El pasado no se va, permanece con nosotros y configura lo que somos. El ayer dicta nuestras preocupaciones, nos recuerda nuestras asignaturas pendientes y condiciona nuestras elecciones: origen es destino, reza el lugar común. A su vez, el presente lanza una luminosidad sobre el pasado. ¿Es verdad que somos independientes, como lo expresa el discurso oficial? ¿Somos igualitarios y justos, como lo predicó el régimen heredero de la Revolución? El país que hoy tenemos, ¿es lo que imaginaron los insurgentes y los revolucionarios? Si las respuestas a estas preguntas no son afirmativas, entonces ni la Independencia ni la Revolución han alcanzado el sentido que se pretende. Somos los mexicanos de hoy quienes tenemos el deber de confrontarnos con lo que nos han legado los de ayer, encarando los compromisos que nos marca la actualidad.

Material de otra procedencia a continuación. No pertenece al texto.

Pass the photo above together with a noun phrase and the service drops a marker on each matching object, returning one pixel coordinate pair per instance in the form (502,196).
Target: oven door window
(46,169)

La historia de estos doscientos años puede ser leída como el esfuerzo de México por convertirse en una nación y dejar de ser un territorio; la lucha por conformar un cuerpo político autónomo, igualitario, libre, dotado de una constitución republicana que consagre derechos plenos a sus ciudadanos, y haga posible un modo de vida en común en el que prevalezca la justicia. Pero no ha sido un proceso claro y terso. Estos doscientos años no han sido un periodo de progreso lineal presidido por el triunfo de la razón sobre la insensatez política y la oscuridad; han sido de avances y retrocesos, rupturas y continuidades con el pasado, anhelos democráticos pocas veces cristalizados mediante la conquista de un futuro que nunca llega como se le espera. Es, pues, una historia poblada de paradojas y contradicciones.